私のお父さんの誕生日は四月二日朝だった。
澄彦さんは四月三日。
もし澄彦さんが予定日通りに産まれていたなら、二月の中旬になっていただろう。
そうすると、だ。
何が変わるのかというと、お父さんや玲子さんよりも澄彦さんは学校の学年が一つ上となり、同級生になることはなかった。
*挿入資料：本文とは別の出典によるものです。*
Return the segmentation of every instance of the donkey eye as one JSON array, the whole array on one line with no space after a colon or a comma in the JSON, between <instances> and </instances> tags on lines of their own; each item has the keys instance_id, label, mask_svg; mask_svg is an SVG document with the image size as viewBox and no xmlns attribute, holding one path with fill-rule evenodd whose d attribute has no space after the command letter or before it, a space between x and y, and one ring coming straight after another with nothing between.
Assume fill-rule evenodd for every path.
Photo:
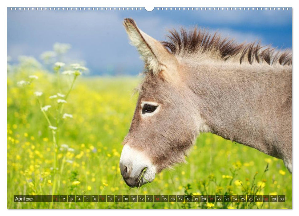
<instances>
[{"instance_id":1,"label":"donkey eye","mask_svg":"<svg viewBox=\"0 0 299 216\"><path fill-rule=\"evenodd\" d=\"M152 113L157 109L158 106L151 104L144 104L142 108L142 114L145 113Z\"/></svg>"}]
</instances>

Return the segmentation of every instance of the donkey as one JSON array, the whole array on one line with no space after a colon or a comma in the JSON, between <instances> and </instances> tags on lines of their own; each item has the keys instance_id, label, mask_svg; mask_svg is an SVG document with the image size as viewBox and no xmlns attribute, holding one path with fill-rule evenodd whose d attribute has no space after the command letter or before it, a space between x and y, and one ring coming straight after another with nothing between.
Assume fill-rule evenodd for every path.
<instances>
[{"instance_id":1,"label":"donkey","mask_svg":"<svg viewBox=\"0 0 299 216\"><path fill-rule=\"evenodd\" d=\"M292 169L290 51L238 44L196 28L160 42L131 19L123 25L145 63L119 167L133 187L185 161L210 132L282 159Z\"/></svg>"}]
</instances>

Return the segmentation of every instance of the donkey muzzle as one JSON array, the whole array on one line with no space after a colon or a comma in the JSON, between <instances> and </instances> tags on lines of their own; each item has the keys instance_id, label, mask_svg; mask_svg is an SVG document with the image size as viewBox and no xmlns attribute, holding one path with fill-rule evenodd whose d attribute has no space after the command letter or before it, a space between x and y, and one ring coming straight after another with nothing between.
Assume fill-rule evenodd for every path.
<instances>
[{"instance_id":1,"label":"donkey muzzle","mask_svg":"<svg viewBox=\"0 0 299 216\"><path fill-rule=\"evenodd\" d=\"M148 157L127 144L122 151L119 168L126 183L131 187L152 182L156 176L155 166Z\"/></svg>"}]
</instances>

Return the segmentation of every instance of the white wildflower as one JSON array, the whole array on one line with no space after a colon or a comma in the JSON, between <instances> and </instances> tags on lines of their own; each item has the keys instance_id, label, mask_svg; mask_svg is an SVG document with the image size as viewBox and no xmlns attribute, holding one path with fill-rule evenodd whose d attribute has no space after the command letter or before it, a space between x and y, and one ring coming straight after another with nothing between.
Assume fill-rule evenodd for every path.
<instances>
[{"instance_id":1,"label":"white wildflower","mask_svg":"<svg viewBox=\"0 0 299 216\"><path fill-rule=\"evenodd\" d=\"M66 118L67 117L69 118L72 118L73 115L70 114L65 113L63 114L63 115L62 116L63 118Z\"/></svg>"},{"instance_id":2,"label":"white wildflower","mask_svg":"<svg viewBox=\"0 0 299 216\"><path fill-rule=\"evenodd\" d=\"M67 101L65 100L63 100L62 99L58 99L57 100L57 102L58 103L67 103Z\"/></svg>"},{"instance_id":3,"label":"white wildflower","mask_svg":"<svg viewBox=\"0 0 299 216\"><path fill-rule=\"evenodd\" d=\"M57 62L55 63L55 66L56 67L63 67L65 65L65 64L63 62Z\"/></svg>"},{"instance_id":4,"label":"white wildflower","mask_svg":"<svg viewBox=\"0 0 299 216\"><path fill-rule=\"evenodd\" d=\"M43 107L42 108L42 111L47 111L48 109L51 107L51 105L47 105Z\"/></svg>"},{"instance_id":5,"label":"white wildflower","mask_svg":"<svg viewBox=\"0 0 299 216\"><path fill-rule=\"evenodd\" d=\"M29 84L29 82L26 81L25 80L21 80L17 83L18 85L24 85Z\"/></svg>"},{"instance_id":6,"label":"white wildflower","mask_svg":"<svg viewBox=\"0 0 299 216\"><path fill-rule=\"evenodd\" d=\"M49 128L50 129L52 129L53 130L55 131L55 130L57 130L57 127L54 127L54 126L51 126L51 125L49 125Z\"/></svg>"},{"instance_id":7,"label":"white wildflower","mask_svg":"<svg viewBox=\"0 0 299 216\"><path fill-rule=\"evenodd\" d=\"M61 145L60 146L64 148L68 148L69 147L69 146L67 144L61 144Z\"/></svg>"},{"instance_id":8,"label":"white wildflower","mask_svg":"<svg viewBox=\"0 0 299 216\"><path fill-rule=\"evenodd\" d=\"M31 76L30 76L29 77L30 79L31 79L33 80L34 79L36 80L37 80L38 78L38 77L35 75L31 75Z\"/></svg>"},{"instance_id":9,"label":"white wildflower","mask_svg":"<svg viewBox=\"0 0 299 216\"><path fill-rule=\"evenodd\" d=\"M64 94L61 94L60 93L57 93L57 95L60 97L61 97L62 98L64 98L65 95Z\"/></svg>"},{"instance_id":10,"label":"white wildflower","mask_svg":"<svg viewBox=\"0 0 299 216\"><path fill-rule=\"evenodd\" d=\"M65 70L62 73L62 74L66 75L71 75L75 73L75 72L73 70Z\"/></svg>"},{"instance_id":11,"label":"white wildflower","mask_svg":"<svg viewBox=\"0 0 299 216\"><path fill-rule=\"evenodd\" d=\"M42 95L42 92L35 92L34 93L34 95L37 97L39 97Z\"/></svg>"},{"instance_id":12,"label":"white wildflower","mask_svg":"<svg viewBox=\"0 0 299 216\"><path fill-rule=\"evenodd\" d=\"M75 76L79 76L79 75L81 75L82 74L82 72L80 72L79 70L76 70L75 71L75 73L74 73Z\"/></svg>"},{"instance_id":13,"label":"white wildflower","mask_svg":"<svg viewBox=\"0 0 299 216\"><path fill-rule=\"evenodd\" d=\"M49 97L50 99L53 99L53 98L57 98L57 95L56 94L54 94L54 95L51 95Z\"/></svg>"}]
</instances>

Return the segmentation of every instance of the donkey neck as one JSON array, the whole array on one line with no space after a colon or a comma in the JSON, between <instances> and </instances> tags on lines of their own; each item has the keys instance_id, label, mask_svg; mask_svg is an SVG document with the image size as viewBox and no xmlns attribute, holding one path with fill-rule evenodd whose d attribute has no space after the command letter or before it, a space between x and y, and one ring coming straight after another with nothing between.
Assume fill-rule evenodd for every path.
<instances>
[{"instance_id":1,"label":"donkey neck","mask_svg":"<svg viewBox=\"0 0 299 216\"><path fill-rule=\"evenodd\" d=\"M284 116L279 112L290 100L291 106L290 67L208 62L185 68L187 85L210 132L284 157L278 143L285 140L277 134Z\"/></svg>"}]
</instances>

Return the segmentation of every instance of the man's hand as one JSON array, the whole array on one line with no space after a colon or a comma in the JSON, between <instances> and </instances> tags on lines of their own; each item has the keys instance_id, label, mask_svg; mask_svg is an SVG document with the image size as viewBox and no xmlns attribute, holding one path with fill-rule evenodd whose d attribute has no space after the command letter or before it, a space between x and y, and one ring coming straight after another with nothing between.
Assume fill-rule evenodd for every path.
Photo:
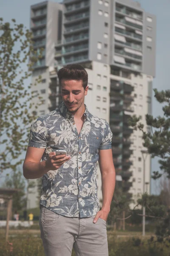
<instances>
[{"instance_id":1,"label":"man's hand","mask_svg":"<svg viewBox=\"0 0 170 256\"><path fill-rule=\"evenodd\" d=\"M102 218L103 220L104 220L106 221L107 219L108 218L108 214L109 213L109 211L105 211L104 210L102 210L102 209L99 211L97 214L96 215L96 217L94 219L93 223L96 223L96 222L98 220L99 218Z\"/></svg>"},{"instance_id":2,"label":"man's hand","mask_svg":"<svg viewBox=\"0 0 170 256\"><path fill-rule=\"evenodd\" d=\"M45 166L48 170L55 171L71 159L71 157L69 155L66 157L65 154L56 156L55 152L51 152L45 161Z\"/></svg>"}]
</instances>

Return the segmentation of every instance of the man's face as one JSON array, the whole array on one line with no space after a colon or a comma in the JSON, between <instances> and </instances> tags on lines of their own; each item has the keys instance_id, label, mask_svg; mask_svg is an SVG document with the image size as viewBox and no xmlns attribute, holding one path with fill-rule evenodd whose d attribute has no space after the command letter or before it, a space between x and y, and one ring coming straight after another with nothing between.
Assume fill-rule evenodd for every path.
<instances>
[{"instance_id":1,"label":"man's face","mask_svg":"<svg viewBox=\"0 0 170 256\"><path fill-rule=\"evenodd\" d=\"M84 105L88 87L85 90L82 80L62 79L61 84L61 95L67 108L71 113L76 112Z\"/></svg>"}]
</instances>

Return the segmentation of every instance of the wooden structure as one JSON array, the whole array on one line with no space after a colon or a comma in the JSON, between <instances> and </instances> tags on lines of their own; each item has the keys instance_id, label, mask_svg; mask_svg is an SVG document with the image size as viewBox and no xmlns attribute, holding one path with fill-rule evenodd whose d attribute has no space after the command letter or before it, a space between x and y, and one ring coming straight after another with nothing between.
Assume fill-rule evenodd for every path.
<instances>
[{"instance_id":1,"label":"wooden structure","mask_svg":"<svg viewBox=\"0 0 170 256\"><path fill-rule=\"evenodd\" d=\"M20 189L16 189L0 188L0 198L8 201L6 234L6 241L7 241L8 239L9 221L12 212L12 197L14 193L18 192L19 191L20 191Z\"/></svg>"}]
</instances>

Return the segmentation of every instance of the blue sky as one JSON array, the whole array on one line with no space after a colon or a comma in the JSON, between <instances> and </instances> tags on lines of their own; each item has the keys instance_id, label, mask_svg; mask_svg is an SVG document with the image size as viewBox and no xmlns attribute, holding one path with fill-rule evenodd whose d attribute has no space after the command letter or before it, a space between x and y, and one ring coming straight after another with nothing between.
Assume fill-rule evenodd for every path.
<instances>
[{"instance_id":1,"label":"blue sky","mask_svg":"<svg viewBox=\"0 0 170 256\"><path fill-rule=\"evenodd\" d=\"M60 2L60 0L53 2ZM0 0L0 17L6 21L15 18L17 23L23 23L29 27L30 6L40 2L37 0ZM142 7L147 12L154 14L157 19L156 76L153 88L159 90L170 89L169 83L169 60L170 59L170 0L139 0ZM162 115L160 105L155 99L152 100L153 114L156 117ZM153 171L159 170L156 159L152 160ZM155 183L152 182L152 191L156 192Z\"/></svg>"}]
</instances>

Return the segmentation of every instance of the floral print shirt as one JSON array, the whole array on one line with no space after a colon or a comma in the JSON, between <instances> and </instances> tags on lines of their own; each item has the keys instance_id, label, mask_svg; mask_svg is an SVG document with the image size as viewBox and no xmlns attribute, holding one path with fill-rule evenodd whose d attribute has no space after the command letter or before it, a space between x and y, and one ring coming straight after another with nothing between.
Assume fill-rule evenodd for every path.
<instances>
[{"instance_id":1,"label":"floral print shirt","mask_svg":"<svg viewBox=\"0 0 170 256\"><path fill-rule=\"evenodd\" d=\"M32 124L28 146L45 148L42 160L57 149L71 158L42 177L40 204L64 216L83 218L99 210L96 177L98 150L111 148L108 123L94 116L85 106L79 134L74 116L64 102L59 108L38 117Z\"/></svg>"}]
</instances>

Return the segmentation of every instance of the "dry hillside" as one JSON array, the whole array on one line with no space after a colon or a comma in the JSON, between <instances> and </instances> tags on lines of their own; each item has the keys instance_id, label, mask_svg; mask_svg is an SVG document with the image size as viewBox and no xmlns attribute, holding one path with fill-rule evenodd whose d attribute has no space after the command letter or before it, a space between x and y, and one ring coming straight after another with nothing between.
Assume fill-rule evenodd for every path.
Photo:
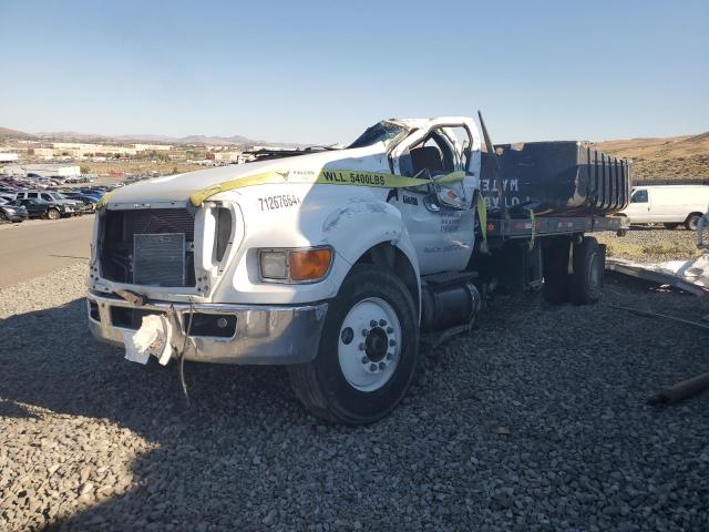
<instances>
[{"instance_id":1,"label":"dry hillside","mask_svg":"<svg viewBox=\"0 0 709 532\"><path fill-rule=\"evenodd\" d=\"M709 178L709 132L667 139L631 139L596 144L605 153L633 160L633 176Z\"/></svg>"}]
</instances>

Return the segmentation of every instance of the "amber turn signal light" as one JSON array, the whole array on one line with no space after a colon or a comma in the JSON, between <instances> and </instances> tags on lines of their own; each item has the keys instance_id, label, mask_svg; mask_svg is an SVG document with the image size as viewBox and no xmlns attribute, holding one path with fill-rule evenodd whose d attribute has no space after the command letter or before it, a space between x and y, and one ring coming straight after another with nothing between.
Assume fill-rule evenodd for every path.
<instances>
[{"instance_id":1,"label":"amber turn signal light","mask_svg":"<svg viewBox=\"0 0 709 532\"><path fill-rule=\"evenodd\" d=\"M319 280L330 269L332 249L290 252L290 278L292 280Z\"/></svg>"}]
</instances>

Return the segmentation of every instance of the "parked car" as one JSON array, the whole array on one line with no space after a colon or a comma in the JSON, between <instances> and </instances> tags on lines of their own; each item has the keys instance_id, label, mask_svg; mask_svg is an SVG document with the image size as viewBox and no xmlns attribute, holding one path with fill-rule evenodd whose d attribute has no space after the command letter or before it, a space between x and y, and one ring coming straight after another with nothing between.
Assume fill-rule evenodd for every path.
<instances>
[{"instance_id":1,"label":"parked car","mask_svg":"<svg viewBox=\"0 0 709 532\"><path fill-rule=\"evenodd\" d=\"M634 186L630 204L618 213L631 225L661 223L668 229L684 225L697 231L699 218L709 211L707 185Z\"/></svg>"},{"instance_id":2,"label":"parked car","mask_svg":"<svg viewBox=\"0 0 709 532\"><path fill-rule=\"evenodd\" d=\"M90 211L94 211L96 208L96 203L99 203L99 200L101 200L101 196L96 197L96 196L83 194L80 192L64 192L62 193L62 196L64 196L68 200L73 200L75 202L82 202L84 205L84 209L90 209Z\"/></svg>"},{"instance_id":3,"label":"parked car","mask_svg":"<svg viewBox=\"0 0 709 532\"><path fill-rule=\"evenodd\" d=\"M49 202L44 200L27 198L16 200L11 204L24 206L30 218L59 219L61 217L73 216L76 214L76 207L74 205L54 201Z\"/></svg>"},{"instance_id":4,"label":"parked car","mask_svg":"<svg viewBox=\"0 0 709 532\"><path fill-rule=\"evenodd\" d=\"M59 192L52 191L22 191L14 195L16 200L42 200L43 202L54 202L74 207L74 213L79 213L84 208L83 202L64 197Z\"/></svg>"},{"instance_id":5,"label":"parked car","mask_svg":"<svg viewBox=\"0 0 709 532\"><path fill-rule=\"evenodd\" d=\"M23 205L13 205L9 202L0 203L0 222L24 222L29 217Z\"/></svg>"}]
</instances>

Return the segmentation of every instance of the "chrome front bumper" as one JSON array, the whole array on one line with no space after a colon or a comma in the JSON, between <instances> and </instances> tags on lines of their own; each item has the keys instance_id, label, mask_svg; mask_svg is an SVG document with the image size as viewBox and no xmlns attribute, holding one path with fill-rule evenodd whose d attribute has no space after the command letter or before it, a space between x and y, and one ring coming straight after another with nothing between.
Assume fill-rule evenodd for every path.
<instances>
[{"instance_id":1,"label":"chrome front bumper","mask_svg":"<svg viewBox=\"0 0 709 532\"><path fill-rule=\"evenodd\" d=\"M97 317L92 317L92 303ZM135 306L117 297L90 293L86 297L89 328L100 340L123 346L123 332L134 329L113 325L111 307L167 314L174 309L184 324L189 305L184 303L147 301ZM186 360L217 364L280 365L301 364L315 359L328 309L327 303L297 306L195 304L194 313L236 316L236 332L230 338L191 336ZM185 334L182 327L182 335ZM182 344L179 345L182 347ZM196 349L195 349L196 348Z\"/></svg>"}]
</instances>

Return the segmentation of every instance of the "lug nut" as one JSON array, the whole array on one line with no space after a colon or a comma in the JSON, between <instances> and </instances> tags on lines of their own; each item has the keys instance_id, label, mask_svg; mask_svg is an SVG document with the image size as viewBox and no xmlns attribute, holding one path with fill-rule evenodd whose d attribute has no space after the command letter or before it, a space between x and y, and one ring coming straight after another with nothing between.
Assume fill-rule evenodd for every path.
<instances>
[{"instance_id":1,"label":"lug nut","mask_svg":"<svg viewBox=\"0 0 709 532\"><path fill-rule=\"evenodd\" d=\"M351 327L346 327L345 329L342 329L342 332L340 334L340 339L342 340L342 344L349 345L353 338L354 338L354 331L352 330Z\"/></svg>"}]
</instances>

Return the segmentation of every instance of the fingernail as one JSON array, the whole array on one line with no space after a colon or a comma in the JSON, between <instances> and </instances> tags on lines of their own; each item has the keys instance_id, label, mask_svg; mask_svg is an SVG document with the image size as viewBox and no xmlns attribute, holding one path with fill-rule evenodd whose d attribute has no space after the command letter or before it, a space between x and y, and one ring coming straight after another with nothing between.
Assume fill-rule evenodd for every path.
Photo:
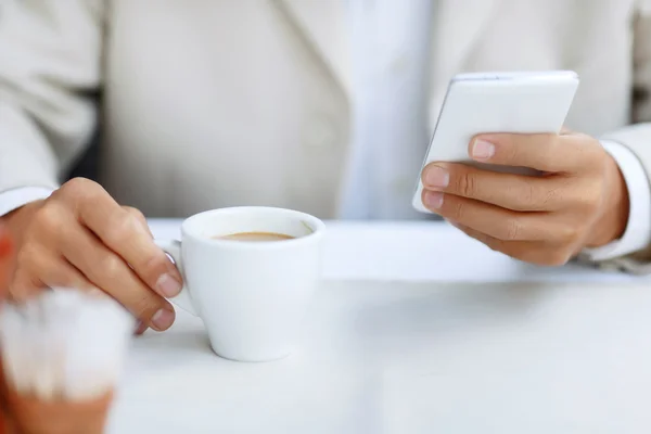
<instances>
[{"instance_id":1,"label":"fingernail","mask_svg":"<svg viewBox=\"0 0 651 434\"><path fill-rule=\"evenodd\" d=\"M167 330L171 327L174 322L174 311L167 309L159 309L152 317L152 324L158 331Z\"/></svg>"},{"instance_id":2,"label":"fingernail","mask_svg":"<svg viewBox=\"0 0 651 434\"><path fill-rule=\"evenodd\" d=\"M495 155L495 144L486 140L477 139L472 145L472 157L476 159L488 159Z\"/></svg>"},{"instance_id":3,"label":"fingernail","mask_svg":"<svg viewBox=\"0 0 651 434\"><path fill-rule=\"evenodd\" d=\"M437 191L425 192L425 205L429 208L441 208L443 206L443 193Z\"/></svg>"},{"instance_id":4,"label":"fingernail","mask_svg":"<svg viewBox=\"0 0 651 434\"><path fill-rule=\"evenodd\" d=\"M430 166L425 171L425 184L444 189L450 183L450 174L439 166Z\"/></svg>"},{"instance_id":5,"label":"fingernail","mask_svg":"<svg viewBox=\"0 0 651 434\"><path fill-rule=\"evenodd\" d=\"M166 297L178 295L181 288L181 283L168 273L162 275L156 282L156 290Z\"/></svg>"}]
</instances>

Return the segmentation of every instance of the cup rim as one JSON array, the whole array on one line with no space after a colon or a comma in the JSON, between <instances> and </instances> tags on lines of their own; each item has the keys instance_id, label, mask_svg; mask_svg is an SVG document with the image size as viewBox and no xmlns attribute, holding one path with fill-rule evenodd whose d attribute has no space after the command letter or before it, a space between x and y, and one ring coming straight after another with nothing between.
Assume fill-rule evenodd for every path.
<instances>
[{"instance_id":1,"label":"cup rim","mask_svg":"<svg viewBox=\"0 0 651 434\"><path fill-rule=\"evenodd\" d=\"M244 212L271 212L278 214L284 214L288 217L293 217L295 219L303 220L309 229L311 229L311 233L308 233L303 237L292 238L289 240L281 240L268 243L243 243L238 240L226 240L226 239L214 239L201 237L195 233L192 233L190 230L190 225L192 225L197 219L205 217L207 215L218 215L218 214L235 214L235 213L244 213ZM291 209L291 208L282 208L276 206L229 206L224 208L215 208L207 209L201 213L196 213L181 224L181 242L183 239L191 239L193 242L197 242L208 246L220 246L228 248L237 248L237 250L279 250L279 248L288 248L295 247L301 244L310 243L320 239L323 235L323 231L326 230L326 224L307 213L303 213L299 210Z\"/></svg>"}]
</instances>

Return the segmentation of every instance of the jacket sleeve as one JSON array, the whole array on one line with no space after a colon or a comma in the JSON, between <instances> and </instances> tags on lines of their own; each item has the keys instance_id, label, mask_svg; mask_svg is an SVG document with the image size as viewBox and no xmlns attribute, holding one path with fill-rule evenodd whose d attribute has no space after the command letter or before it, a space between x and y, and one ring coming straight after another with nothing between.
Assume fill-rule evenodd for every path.
<instances>
[{"instance_id":1,"label":"jacket sleeve","mask_svg":"<svg viewBox=\"0 0 651 434\"><path fill-rule=\"evenodd\" d=\"M628 148L643 166L647 179L651 180L651 0L638 2L634 20L633 53L631 125L611 131L601 139ZM630 255L598 261L596 265L600 268L651 275L651 246Z\"/></svg>"},{"instance_id":2,"label":"jacket sleeve","mask_svg":"<svg viewBox=\"0 0 651 434\"><path fill-rule=\"evenodd\" d=\"M59 187L95 126L103 0L0 1L0 192Z\"/></svg>"}]
</instances>

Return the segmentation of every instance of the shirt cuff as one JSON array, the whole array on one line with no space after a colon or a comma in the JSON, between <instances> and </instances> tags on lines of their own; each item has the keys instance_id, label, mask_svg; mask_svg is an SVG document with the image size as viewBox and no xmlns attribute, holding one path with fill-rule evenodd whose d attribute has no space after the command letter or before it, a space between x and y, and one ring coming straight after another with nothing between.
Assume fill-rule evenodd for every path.
<instances>
[{"instance_id":1,"label":"shirt cuff","mask_svg":"<svg viewBox=\"0 0 651 434\"><path fill-rule=\"evenodd\" d=\"M620 166L628 189L630 209L621 239L582 252L586 259L592 261L625 256L646 248L651 242L651 188L644 167L628 148L611 141L602 141L601 144Z\"/></svg>"},{"instance_id":2,"label":"shirt cuff","mask_svg":"<svg viewBox=\"0 0 651 434\"><path fill-rule=\"evenodd\" d=\"M0 217L27 205L30 202L48 199L54 189L47 187L18 187L0 193Z\"/></svg>"}]
</instances>

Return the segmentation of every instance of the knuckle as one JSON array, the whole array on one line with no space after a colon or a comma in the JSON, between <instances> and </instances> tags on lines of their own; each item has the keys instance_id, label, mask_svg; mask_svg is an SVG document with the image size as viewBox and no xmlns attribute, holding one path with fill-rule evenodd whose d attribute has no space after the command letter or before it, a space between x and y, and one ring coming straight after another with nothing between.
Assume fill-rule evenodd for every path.
<instances>
[{"instance_id":1,"label":"knuckle","mask_svg":"<svg viewBox=\"0 0 651 434\"><path fill-rule=\"evenodd\" d=\"M97 186L98 184L90 179L77 177L64 183L60 191L65 195L78 197L94 191Z\"/></svg>"},{"instance_id":2,"label":"knuckle","mask_svg":"<svg viewBox=\"0 0 651 434\"><path fill-rule=\"evenodd\" d=\"M522 224L516 218L507 219L503 226L502 239L506 241L515 241L522 233Z\"/></svg>"},{"instance_id":3,"label":"knuckle","mask_svg":"<svg viewBox=\"0 0 651 434\"><path fill-rule=\"evenodd\" d=\"M128 306L136 317L150 320L163 307L158 297L146 289L139 289L138 295L133 297Z\"/></svg>"},{"instance_id":4,"label":"knuckle","mask_svg":"<svg viewBox=\"0 0 651 434\"><path fill-rule=\"evenodd\" d=\"M154 286L158 278L167 270L167 256L164 253L152 254L143 258L136 271L146 283Z\"/></svg>"},{"instance_id":5,"label":"knuckle","mask_svg":"<svg viewBox=\"0 0 651 434\"><path fill-rule=\"evenodd\" d=\"M572 253L570 251L565 251L562 248L554 250L546 256L545 263L541 265L545 265L548 267L561 267L561 266L567 264L567 261L570 260L571 257L572 257Z\"/></svg>"},{"instance_id":6,"label":"knuckle","mask_svg":"<svg viewBox=\"0 0 651 434\"><path fill-rule=\"evenodd\" d=\"M132 214L126 212L119 213L106 225L106 240L114 245L126 243L133 237L141 225Z\"/></svg>"},{"instance_id":7,"label":"knuckle","mask_svg":"<svg viewBox=\"0 0 651 434\"><path fill-rule=\"evenodd\" d=\"M448 196L446 197L446 202L449 206L449 217L452 220L462 221L465 217L465 204L463 201L450 201L450 197Z\"/></svg>"},{"instance_id":8,"label":"knuckle","mask_svg":"<svg viewBox=\"0 0 651 434\"><path fill-rule=\"evenodd\" d=\"M580 238L580 230L573 225L563 225L557 229L556 233L563 244L573 244Z\"/></svg>"},{"instance_id":9,"label":"knuckle","mask_svg":"<svg viewBox=\"0 0 651 434\"><path fill-rule=\"evenodd\" d=\"M133 216L136 219L140 220L140 221L145 221L145 217L144 214L142 214L142 212L138 208L135 208L132 206L123 206L123 208L131 216Z\"/></svg>"},{"instance_id":10,"label":"knuckle","mask_svg":"<svg viewBox=\"0 0 651 434\"><path fill-rule=\"evenodd\" d=\"M457 176L457 191L465 197L472 197L477 191L476 177L469 171L463 171Z\"/></svg>"},{"instance_id":11,"label":"knuckle","mask_svg":"<svg viewBox=\"0 0 651 434\"><path fill-rule=\"evenodd\" d=\"M99 266L99 269L102 270L102 273L111 278L119 276L124 270L124 267L126 267L125 263L120 258L112 254L105 255L100 260Z\"/></svg>"},{"instance_id":12,"label":"knuckle","mask_svg":"<svg viewBox=\"0 0 651 434\"><path fill-rule=\"evenodd\" d=\"M61 207L46 204L36 212L34 221L38 227L44 228L46 230L56 230L63 225L64 212Z\"/></svg>"}]
</instances>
そうなると正武家の子供と同学年の子どもは普通に接するべしというしきたりは当てはまらなくなり、一線を置いた関係となっていたはずだ。
「澄彦さん、もしかして……?」
「いやぁ、五村の意志って凄いよねっ」
「凄いって言うかここまで来るともう執念を感じるんですけど」
五村の意志ではなく、正武家の都合の良いように周囲を変えてやるという五村の執念だと私は思う。
三人を同級生にしたいが為に澄彦さんの母親を犠牲にしたようなものだ。
もし澄彦さんが予定日に産まれていたならお父さんは早産となっていたのかもしれない。
でも玲子さんは秋口の産まれだったからそれはないのか。
私の場合は大丈夫なんだろうか。
誰にも話してはいないけれど、私が神守の眼で視た未来だと思われる景色には、豹馬くんと亜由美ちゃんの子どもがいた。
私の子どもと同じくらいの子が。
まだ亜由美ちゃんが妊娠したとは豹馬くんから聞いていない。
今妊娠が分かったとしたら、双子よりも一学年下になるだろう。
澄彦さんの予定日は二月で、私も二月と言われている。
成長が何となく遅く感じる子どもたちに何となく嫌な感じがしなくもない。
そして子どもの守護神となる火之迦具土神。
彼が産まれたことにより、母は命を落とすこととなった。
着実に私にとって不穏な駒が揃いつつあることを澄彦さんも玉彦も気が付いていないのだろうか。
初めて胎動を感じた嬉しい日なのに、私の気持ちは少しだけ沈んだ。